Dr. Pia Theresa Kremer and Bianca Stella Bruschi came to Suffolk University Law School from very different beginning points. Dr. Kremer, from Germany, followed a conventional legal course, studying in Munich before finishing her clerkship in Frankfurt. Bruschi, who matured in Rome, discovered her interest in digital policy during an Erasmus term at Maastricht University, focusing on Internet Law and European Data Defense.
Their paths eventually satisfied in Suffolk’s LLM programme. For Dr. Kremer, the appeal was both professional and individual. “I was encouraged by the possibility of experiencing another culture direct and structure international relationships and professional connections that continue to improve my career today,” she states.
For Bruschi, the motivation was more strategic. She wished to better understand the US legal ecosystem– one that shapes a lot of the world’s most influential technology business.

The LLM taught Bruschi to draw insights from other legal systems and encourage businesses browsing Europe’s regulative landscape. Source:
Suffolk University From courtrooms to code
Suffolk’s LLM in Global Law and Innovation used Bruschi exactly what she had actually been trying to find: a programme grounded in multinational analysis, attentive to both legal doctrine and the more comprehensive economic and political context of technological advancement.
“Suffolk was the chance to develop useful abilities that are rarely part of a standard legal education in Italy,” she states. “I was introduced to tool structure and learned the principles of Python, engaging with ideas such as linear regression, Word2vec, and neural networks.”
The programme pressed her to think of the real-world effect of AI also. Topics like algorithmic responsibility and AI governance showed up frequently, specifically given that many technologies, like credit scoring systems and security tools, are extensively utilized in the United States.
“That indicated a number of the readings and case studies we talked about were based upon real-world consequences, not simply theoretical circumstances,” she says. “Courses such as Emerging Issues in Transnational Business, taught by Professor Rustad, and Race, Ethics, AI and Cyber Civil liberty, taught by Teacher Dyson, were particularly rich because regard.”
Dr. Kremer, who enrolled in the General LLM, discovered her path equally strenuous. “The case-based and discussion-driven format needed active participation and motivated critical thinking,” she shares. “Moot courts and in-class conversations helped me articulate arguments more with confidence and react spontaneously to counterarguments.”

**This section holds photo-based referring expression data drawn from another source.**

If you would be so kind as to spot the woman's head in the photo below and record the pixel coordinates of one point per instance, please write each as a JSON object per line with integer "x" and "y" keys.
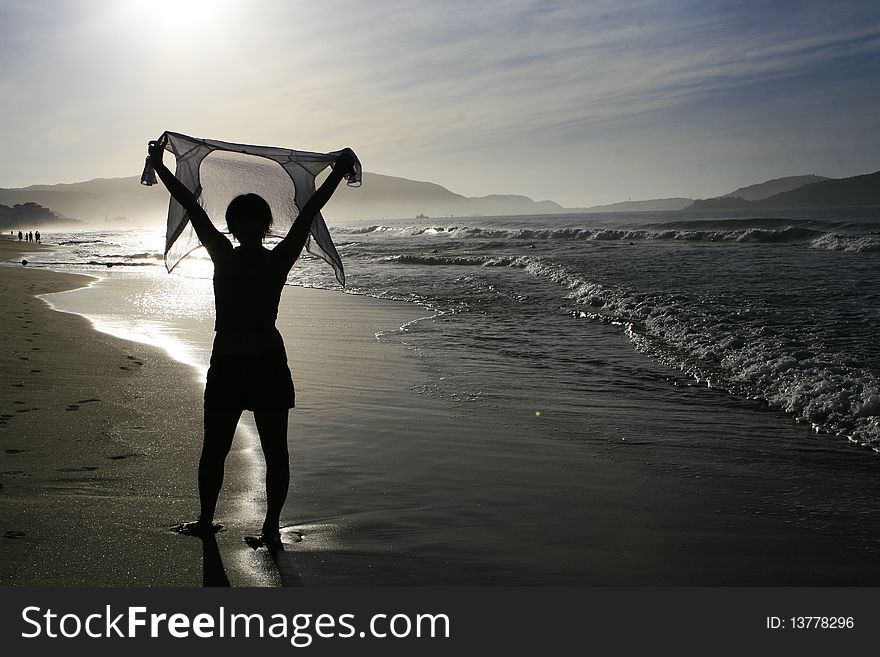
{"x": 249, "y": 218}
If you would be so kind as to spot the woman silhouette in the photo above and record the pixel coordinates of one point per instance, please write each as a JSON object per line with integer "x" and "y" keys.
{"x": 248, "y": 368}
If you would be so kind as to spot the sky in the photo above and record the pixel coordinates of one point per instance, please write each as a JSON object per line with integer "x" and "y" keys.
{"x": 579, "y": 102}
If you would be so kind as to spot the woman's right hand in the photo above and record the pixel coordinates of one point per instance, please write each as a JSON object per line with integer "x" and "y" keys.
{"x": 156, "y": 150}
{"x": 344, "y": 164}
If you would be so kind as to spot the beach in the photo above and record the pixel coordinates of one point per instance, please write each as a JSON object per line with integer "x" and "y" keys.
{"x": 426, "y": 449}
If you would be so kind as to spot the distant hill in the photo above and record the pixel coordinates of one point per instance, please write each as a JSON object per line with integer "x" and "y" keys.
{"x": 857, "y": 190}
{"x": 28, "y": 216}
{"x": 650, "y": 205}
{"x": 126, "y": 201}
{"x": 775, "y": 186}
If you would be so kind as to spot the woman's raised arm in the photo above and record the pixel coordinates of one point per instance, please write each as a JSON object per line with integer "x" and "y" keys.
{"x": 291, "y": 246}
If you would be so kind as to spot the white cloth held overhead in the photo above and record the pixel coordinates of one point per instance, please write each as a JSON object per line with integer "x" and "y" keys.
{"x": 217, "y": 171}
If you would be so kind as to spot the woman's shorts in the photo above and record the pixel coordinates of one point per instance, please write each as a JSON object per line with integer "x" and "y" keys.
{"x": 253, "y": 382}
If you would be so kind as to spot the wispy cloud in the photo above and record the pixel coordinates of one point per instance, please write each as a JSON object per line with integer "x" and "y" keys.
{"x": 455, "y": 90}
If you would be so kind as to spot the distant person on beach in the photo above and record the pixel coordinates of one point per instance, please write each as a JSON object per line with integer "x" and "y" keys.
{"x": 248, "y": 368}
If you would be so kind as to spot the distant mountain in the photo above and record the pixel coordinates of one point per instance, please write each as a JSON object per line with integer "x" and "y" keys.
{"x": 857, "y": 190}
{"x": 775, "y": 186}
{"x": 651, "y": 205}
{"x": 27, "y": 216}
{"x": 126, "y": 201}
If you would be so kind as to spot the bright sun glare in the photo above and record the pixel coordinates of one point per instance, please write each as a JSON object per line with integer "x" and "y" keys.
{"x": 178, "y": 14}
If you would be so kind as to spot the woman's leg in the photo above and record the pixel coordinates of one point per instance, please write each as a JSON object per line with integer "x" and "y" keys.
{"x": 220, "y": 424}
{"x": 272, "y": 427}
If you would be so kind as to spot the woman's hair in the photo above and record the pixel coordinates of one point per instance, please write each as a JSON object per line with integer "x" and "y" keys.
{"x": 251, "y": 208}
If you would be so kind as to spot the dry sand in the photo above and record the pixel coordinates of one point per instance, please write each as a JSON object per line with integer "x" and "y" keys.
{"x": 95, "y": 467}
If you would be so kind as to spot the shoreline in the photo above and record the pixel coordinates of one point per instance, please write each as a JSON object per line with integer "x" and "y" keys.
{"x": 89, "y": 488}
{"x": 115, "y": 478}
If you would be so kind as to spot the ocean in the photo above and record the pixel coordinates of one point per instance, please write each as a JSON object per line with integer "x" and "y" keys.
{"x": 725, "y": 346}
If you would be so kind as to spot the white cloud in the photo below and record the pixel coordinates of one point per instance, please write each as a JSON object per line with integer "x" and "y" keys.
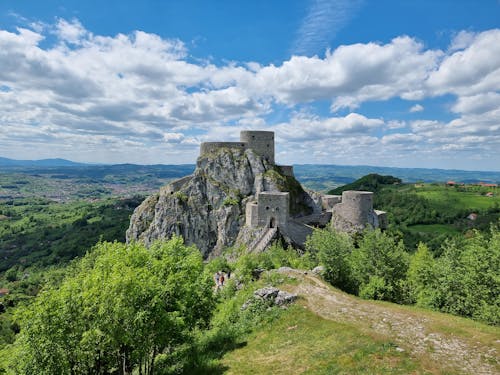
{"x": 98, "y": 96}
{"x": 471, "y": 70}
{"x": 323, "y": 20}
{"x": 416, "y": 108}
{"x": 72, "y": 32}
{"x": 479, "y": 103}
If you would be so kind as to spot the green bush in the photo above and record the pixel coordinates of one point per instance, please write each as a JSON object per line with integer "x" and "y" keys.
{"x": 121, "y": 306}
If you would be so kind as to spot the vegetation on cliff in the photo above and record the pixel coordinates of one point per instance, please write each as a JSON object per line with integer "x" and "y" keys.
{"x": 462, "y": 281}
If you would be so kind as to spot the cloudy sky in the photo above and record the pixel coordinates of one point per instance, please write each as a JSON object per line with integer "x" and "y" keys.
{"x": 386, "y": 83}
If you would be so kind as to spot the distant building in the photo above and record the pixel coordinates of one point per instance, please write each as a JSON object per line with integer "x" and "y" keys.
{"x": 472, "y": 216}
{"x": 488, "y": 185}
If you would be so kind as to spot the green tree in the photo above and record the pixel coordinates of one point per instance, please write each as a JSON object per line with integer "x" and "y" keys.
{"x": 422, "y": 276}
{"x": 333, "y": 250}
{"x": 379, "y": 266}
{"x": 116, "y": 311}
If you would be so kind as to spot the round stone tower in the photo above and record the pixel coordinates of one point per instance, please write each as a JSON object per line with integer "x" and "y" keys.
{"x": 262, "y": 142}
{"x": 354, "y": 212}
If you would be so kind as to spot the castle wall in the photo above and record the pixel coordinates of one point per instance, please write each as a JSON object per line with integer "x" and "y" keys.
{"x": 355, "y": 211}
{"x": 252, "y": 214}
{"x": 273, "y": 209}
{"x": 328, "y": 201}
{"x": 262, "y": 142}
{"x": 381, "y": 218}
{"x": 287, "y": 170}
{"x": 208, "y": 147}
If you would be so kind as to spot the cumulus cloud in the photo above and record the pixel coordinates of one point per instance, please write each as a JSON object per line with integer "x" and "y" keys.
{"x": 101, "y": 95}
{"x": 416, "y": 108}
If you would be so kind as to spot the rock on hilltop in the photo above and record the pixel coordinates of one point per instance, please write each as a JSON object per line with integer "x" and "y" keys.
{"x": 208, "y": 207}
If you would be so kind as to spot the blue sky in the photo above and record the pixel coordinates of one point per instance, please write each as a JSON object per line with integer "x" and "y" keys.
{"x": 390, "y": 83}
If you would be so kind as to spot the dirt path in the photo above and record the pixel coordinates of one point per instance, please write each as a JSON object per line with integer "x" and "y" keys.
{"x": 412, "y": 331}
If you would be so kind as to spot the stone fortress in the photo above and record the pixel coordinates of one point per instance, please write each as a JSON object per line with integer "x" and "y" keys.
{"x": 238, "y": 195}
{"x": 270, "y": 210}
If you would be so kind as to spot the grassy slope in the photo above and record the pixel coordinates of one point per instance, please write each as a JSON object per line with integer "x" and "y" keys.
{"x": 330, "y": 332}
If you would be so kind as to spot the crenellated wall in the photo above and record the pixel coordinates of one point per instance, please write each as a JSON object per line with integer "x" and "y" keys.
{"x": 286, "y": 170}
{"x": 209, "y": 147}
{"x": 262, "y": 142}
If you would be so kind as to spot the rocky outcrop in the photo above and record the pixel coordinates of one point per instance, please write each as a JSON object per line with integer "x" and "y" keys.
{"x": 270, "y": 296}
{"x": 208, "y": 208}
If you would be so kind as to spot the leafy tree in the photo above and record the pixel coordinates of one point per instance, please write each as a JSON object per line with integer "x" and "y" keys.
{"x": 467, "y": 279}
{"x": 116, "y": 311}
{"x": 333, "y": 250}
{"x": 421, "y": 274}
{"x": 379, "y": 266}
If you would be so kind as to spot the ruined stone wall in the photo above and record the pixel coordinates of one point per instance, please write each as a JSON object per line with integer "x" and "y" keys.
{"x": 273, "y": 209}
{"x": 262, "y": 142}
{"x": 328, "y": 201}
{"x": 355, "y": 212}
{"x": 208, "y": 147}
{"x": 252, "y": 214}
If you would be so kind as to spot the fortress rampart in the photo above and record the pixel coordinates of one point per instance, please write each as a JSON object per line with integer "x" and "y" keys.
{"x": 355, "y": 212}
{"x": 209, "y": 147}
{"x": 261, "y": 142}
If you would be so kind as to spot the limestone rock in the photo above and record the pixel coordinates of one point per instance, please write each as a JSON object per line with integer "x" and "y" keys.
{"x": 208, "y": 208}
{"x": 318, "y": 270}
{"x": 271, "y": 296}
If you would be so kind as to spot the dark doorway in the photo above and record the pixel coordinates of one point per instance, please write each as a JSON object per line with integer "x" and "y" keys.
{"x": 272, "y": 223}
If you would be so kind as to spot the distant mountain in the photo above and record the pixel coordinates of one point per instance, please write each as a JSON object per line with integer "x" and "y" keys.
{"x": 371, "y": 182}
{"x": 5, "y": 162}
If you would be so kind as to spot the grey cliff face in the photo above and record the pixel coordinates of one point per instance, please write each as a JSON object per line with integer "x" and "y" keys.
{"x": 208, "y": 207}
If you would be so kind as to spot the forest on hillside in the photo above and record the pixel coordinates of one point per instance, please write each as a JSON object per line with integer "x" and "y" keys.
{"x": 62, "y": 262}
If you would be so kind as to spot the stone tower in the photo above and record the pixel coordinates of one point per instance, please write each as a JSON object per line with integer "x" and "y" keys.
{"x": 355, "y": 212}
{"x": 262, "y": 142}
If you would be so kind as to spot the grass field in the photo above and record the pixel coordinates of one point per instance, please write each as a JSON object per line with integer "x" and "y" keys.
{"x": 461, "y": 198}
{"x": 302, "y": 342}
{"x": 331, "y": 332}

The smaller sized class sizes also made the experience more individual. “That private attention not only deepened my understanding however also enhanced my self-confidence in providing and protecting legal arguments in an international setting,” includes Dr. Kremer.

Working in an American business environment offered Dr. Kremer insight into internal legal practice. The experience strengthened her useful skills and deepened her understanding of cross-border corporate operations. Source: Suffolk University
Training attorneys for cross-border challenges
Suffolk’s curriculum also prepares trainees to browse legal complexity across jurisdictions– a progressively vital skill in a globalised digital economy. For Dr. Kremer, that insight emerged throughout her Corporate Law course.
“The course enhanced my understanding of how corporations are managed, how boards run, and how legal choices affect investors, management, and the organisation as an entire,” she says.
For Bruschi, the turning point can be found in Teacher Lander’s Privacy and Data Security course. “It offered a deep comparative analysis of how personal privacy is conceptualised on each side of the Atlantic: in Europe, as a fundamental right of data subjects, and in the United States, mainly as a matter of consumer defense,” she discusses. “Studying in the United States enabled me to observe that stress firsthand instead of from a distance, and to engage seriously with the strengths and restrictions of both models.”
Throughout the course, she even talked about the future of the EU– US data personal privacy framework with former Secretary of the United States Department of Commerce Cameron Kerry.
Today, both graduates use these insights in their expert lives. Bruschi works as a legal tech expert in Rome, advising companies browsing global information guidelines.
“When I advise European business looking at the US market, I can anticipate where their compliance assumptions will need adjusting,” she shares. “And when I deal with American companies going into Europe, I can translate not simply the rules but the logic behind European information security.”
Dr. Kremer now works as a legal tech consultant in Frankfurt, where cross-border fluency is equally important. “My LLM allows me to identify potential friction points between German and United States law more quickly,” she says.
“Studying in the United States also helped me much better comprehend the tactical priorities of American customers and counterparties. That cultural and legal fluency enhances interaction, expectation management, and eventually the quality of my suggestions in cross-border matters.”